All of this is likely to mean that more vaccinated people could get infected by Omicron—a new and unfortunate hurdle, as the world continues its struggle to contain the super-transmissible Delta. But the immunized will probably still be at much lower risk of getting seriously sick than their unvaccinated peers, a pattern that early studies out of South Africa seem to fit. That’s in keeping with the stepwise fashion in which immune protection tends to ebb: The safeguards against infection—mostly neutralizing antibodies—fall first. But protection against severe disease and death is the last to go; to engineer those very serious outcomes, viruses have to linger in the body, repeatedly thwarting the many defenders that the immune system tosses their way.

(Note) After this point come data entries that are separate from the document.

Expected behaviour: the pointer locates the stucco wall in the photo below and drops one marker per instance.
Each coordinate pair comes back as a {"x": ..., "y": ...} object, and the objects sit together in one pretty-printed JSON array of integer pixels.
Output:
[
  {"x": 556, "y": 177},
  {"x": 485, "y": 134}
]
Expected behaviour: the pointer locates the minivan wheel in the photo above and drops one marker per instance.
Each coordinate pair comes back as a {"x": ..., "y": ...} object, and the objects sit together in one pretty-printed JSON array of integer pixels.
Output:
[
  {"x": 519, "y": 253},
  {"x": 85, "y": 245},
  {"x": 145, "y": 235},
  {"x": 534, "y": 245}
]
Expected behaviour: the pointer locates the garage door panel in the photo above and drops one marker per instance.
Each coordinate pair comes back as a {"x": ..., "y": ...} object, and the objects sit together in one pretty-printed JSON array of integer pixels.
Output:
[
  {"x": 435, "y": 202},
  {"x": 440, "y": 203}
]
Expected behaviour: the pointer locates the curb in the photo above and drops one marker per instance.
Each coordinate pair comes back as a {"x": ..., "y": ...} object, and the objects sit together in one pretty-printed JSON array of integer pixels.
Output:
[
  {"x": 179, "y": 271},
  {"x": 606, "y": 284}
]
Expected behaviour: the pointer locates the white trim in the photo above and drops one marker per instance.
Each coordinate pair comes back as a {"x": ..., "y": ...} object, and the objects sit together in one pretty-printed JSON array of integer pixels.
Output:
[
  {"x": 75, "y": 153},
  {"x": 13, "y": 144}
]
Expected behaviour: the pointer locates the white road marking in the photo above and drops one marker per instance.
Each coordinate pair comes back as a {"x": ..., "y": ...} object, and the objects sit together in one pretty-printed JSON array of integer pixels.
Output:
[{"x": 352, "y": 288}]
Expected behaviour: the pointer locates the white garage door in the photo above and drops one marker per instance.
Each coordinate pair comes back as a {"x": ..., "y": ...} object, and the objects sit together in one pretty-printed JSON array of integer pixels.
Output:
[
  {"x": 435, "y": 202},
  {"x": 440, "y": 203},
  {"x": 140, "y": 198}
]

But our shot-trained T cells can’t be expected to stand their ground forever. Too many people around the world remain unvaccinated, offering the virus many more chances to splinter into new, troublesome lineages. The quicker the virus moves to colonize us, the more likely it is to outpace our defenses. SARS-CoV-2 could eventually learn to hopscotch over more killer Ts, too—a risk we run when we force our bodies to repeatedly tussle with this fast-changing foe.